Gedanken aus Müggelheim

Von Randy Witte

Justin Long nannte es in „Stirb langsam 4.0” einen Fire-Sale. Der totale Ausfall der Infrastruktur, Transportwesen, Kommunikation und Strom. Doch was in Hollywood weit hergeholt klingt, erreicht uns nun auf unserer schönen Insel Köpenick. Seit die Salvador-Allende-Brücke dicht ist, traut man sich kaum noch in den Berufsverkehr. Die getroffenen Maßnahmen lähmen den Verkehr sogar noch mehr. Wenn die BVG streikt, wie gerade geschehen, kann man sich auch auf öffentliche Verkehrsmittel nicht mehr verlassen. Die Feuerwehr schrieb kürzlich einen Brandbrief an den Berliner Senat und kündigte die Außerkraft- setzung von Diensten an. Am 19. Februar wurde das Stromnetz für anderthalb Tage in Köpenick lahmgelegt. Ein Plan B? Fehlanzeige. Statt Zutritt zu Geschäften und Geldautomaten erwarteten einen abtauende Gefriertruhen und stillstehende Straßenbahnen. Zählt man das zusammen zu dem Behördenversagen, solche Probleme in den Griff zu bekommen oder alltägliche Aufreger, wie unzureichendem Wohnraum, fehlende Kitaplätze oder Schulkinder, die zwei Stunden mit der Bahn nach Kreuzberg fahren müssen, weil es in Köpenick nicht genug Schulen gibt, stecken wir tatsächlich in einem Fire-Sale. Gibt es Konsequenzen? Nein! Frankreichs Geldwesten sucht man hier vergeblich. Alle schimpfen, aber keiner ist laut genug, um gehört zu werden. Spricht man Leute auf ihr passives Wahlrecht an, wird abgewunken. Die Bevölkerung resigniert und das macht es schlimmer.

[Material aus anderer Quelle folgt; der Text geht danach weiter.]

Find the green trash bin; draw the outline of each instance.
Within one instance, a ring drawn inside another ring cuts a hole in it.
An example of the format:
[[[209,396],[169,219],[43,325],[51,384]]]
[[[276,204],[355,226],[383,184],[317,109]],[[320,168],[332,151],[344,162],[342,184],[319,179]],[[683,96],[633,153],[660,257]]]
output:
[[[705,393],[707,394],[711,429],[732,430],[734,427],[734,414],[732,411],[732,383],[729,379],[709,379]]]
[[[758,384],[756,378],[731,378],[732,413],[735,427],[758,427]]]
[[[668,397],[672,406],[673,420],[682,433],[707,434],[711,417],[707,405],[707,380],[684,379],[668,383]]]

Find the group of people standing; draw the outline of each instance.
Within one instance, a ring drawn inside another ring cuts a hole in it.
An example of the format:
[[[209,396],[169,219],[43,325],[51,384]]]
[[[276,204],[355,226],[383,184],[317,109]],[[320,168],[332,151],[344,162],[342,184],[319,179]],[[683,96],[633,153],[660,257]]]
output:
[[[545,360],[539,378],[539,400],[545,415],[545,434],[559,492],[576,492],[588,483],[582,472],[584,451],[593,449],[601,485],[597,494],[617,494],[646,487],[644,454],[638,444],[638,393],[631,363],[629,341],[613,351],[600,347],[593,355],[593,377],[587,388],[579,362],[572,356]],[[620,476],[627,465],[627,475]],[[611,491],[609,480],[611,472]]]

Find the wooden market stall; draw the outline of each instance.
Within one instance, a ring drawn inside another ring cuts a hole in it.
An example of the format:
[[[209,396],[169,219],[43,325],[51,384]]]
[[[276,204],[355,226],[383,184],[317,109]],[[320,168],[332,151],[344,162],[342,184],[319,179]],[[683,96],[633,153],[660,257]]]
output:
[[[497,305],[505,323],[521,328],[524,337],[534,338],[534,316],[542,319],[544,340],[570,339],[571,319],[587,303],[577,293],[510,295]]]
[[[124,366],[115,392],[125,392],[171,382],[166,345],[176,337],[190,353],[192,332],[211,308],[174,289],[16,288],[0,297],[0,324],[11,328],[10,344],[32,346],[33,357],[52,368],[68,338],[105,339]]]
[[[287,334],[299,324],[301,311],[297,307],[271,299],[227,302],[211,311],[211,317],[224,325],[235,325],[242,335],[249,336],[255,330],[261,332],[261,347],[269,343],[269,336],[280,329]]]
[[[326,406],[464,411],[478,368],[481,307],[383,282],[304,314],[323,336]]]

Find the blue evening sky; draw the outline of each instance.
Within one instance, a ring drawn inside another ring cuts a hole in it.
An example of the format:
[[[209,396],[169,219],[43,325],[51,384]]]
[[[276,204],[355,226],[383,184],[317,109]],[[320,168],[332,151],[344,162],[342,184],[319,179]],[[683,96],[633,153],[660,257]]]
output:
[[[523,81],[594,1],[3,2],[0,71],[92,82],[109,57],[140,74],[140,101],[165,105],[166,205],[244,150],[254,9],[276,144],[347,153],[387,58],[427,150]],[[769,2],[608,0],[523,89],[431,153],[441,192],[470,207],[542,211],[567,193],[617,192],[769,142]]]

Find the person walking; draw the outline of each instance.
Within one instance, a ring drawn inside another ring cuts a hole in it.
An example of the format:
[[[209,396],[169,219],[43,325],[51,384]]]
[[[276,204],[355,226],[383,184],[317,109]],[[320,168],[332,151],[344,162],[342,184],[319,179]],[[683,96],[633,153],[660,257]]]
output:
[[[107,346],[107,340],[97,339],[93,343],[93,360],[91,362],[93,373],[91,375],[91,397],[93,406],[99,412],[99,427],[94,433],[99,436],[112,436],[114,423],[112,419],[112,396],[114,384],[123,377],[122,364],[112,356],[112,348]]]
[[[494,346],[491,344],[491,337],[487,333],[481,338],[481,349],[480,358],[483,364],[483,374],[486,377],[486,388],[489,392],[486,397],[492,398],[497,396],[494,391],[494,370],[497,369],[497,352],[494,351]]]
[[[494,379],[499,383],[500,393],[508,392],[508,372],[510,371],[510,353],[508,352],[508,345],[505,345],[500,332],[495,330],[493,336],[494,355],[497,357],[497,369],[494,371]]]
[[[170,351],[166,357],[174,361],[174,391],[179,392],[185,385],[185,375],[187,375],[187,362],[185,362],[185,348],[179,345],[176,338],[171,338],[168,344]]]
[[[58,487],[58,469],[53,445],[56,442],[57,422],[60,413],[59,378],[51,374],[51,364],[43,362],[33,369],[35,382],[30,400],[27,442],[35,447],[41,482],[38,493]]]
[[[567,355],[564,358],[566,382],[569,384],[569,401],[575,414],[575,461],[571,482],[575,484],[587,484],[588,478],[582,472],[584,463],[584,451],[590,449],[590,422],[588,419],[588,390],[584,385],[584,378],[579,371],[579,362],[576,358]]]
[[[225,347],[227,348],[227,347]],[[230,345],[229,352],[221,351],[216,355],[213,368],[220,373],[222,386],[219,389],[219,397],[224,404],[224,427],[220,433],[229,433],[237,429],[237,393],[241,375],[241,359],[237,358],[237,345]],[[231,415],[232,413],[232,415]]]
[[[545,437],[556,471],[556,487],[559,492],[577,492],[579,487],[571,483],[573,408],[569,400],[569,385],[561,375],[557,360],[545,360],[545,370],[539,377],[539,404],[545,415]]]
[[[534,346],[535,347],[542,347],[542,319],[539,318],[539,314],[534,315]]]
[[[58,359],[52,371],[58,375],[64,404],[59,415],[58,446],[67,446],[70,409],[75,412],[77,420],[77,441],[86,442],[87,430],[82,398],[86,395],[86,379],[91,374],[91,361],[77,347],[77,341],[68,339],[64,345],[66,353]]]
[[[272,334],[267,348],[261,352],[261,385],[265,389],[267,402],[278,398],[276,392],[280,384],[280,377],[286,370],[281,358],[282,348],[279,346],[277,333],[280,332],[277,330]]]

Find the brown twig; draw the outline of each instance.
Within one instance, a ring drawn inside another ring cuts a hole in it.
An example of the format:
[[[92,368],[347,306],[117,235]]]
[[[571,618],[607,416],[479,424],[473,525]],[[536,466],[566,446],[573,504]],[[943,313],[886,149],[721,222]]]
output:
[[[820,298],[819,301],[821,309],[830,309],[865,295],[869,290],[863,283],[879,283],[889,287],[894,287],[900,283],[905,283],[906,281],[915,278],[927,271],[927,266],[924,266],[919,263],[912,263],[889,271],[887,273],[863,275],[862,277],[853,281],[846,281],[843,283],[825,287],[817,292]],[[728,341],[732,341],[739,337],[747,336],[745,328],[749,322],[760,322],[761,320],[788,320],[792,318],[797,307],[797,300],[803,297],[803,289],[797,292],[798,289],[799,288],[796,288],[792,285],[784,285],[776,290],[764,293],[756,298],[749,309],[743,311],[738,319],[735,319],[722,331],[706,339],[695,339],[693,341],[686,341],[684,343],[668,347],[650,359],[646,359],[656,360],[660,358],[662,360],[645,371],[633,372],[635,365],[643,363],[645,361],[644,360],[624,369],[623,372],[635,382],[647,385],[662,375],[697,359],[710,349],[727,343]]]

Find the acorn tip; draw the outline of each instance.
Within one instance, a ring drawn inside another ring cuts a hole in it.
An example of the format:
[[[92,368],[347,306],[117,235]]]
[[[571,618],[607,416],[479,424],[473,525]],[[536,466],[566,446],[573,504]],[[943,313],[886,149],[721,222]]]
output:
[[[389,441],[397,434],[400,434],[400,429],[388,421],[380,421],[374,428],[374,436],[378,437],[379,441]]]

Die aktuelle Situation, vor allem die gesperrte Brücke und die unsinnigen Maßnahmen, wie die Einbahnstraße durch die Altstadt oder eine 150 Meter lange Busspur auf der Müggelheimer Straße, forderten schon ihre ersten Opfer. Die Dresdener Feinbäckerei in der Rudower Straße hat bereits dicht gemacht. In der Altstadt, die ohnehin seit einigen Jahren ausstirbt, sind die letzten Einzelhändler verunsichert. Auch andere Geschäfte verzeichnen sehr starke Umsatzverluste. Kunden eines Paketschops benötigen über eine Stunde, um von der Altstadt über drei Brücken (Dammbrücke, Spindlersfelder Brücke und Lange Brücke) zurück nach Wendenschloss zu gelangen. Die meisten Geschäfte können das nicht kompensieren. Eine Stellungnahme oder Unterstützung vom Bezirksamt erwartet man vergeblich. Zahlreiche Kunden und Gewerbetreibende wurden von den Maßnahmen eiskalt überrascht. Nicht jeder liest täglich Pressemitteilungen oder Facebook.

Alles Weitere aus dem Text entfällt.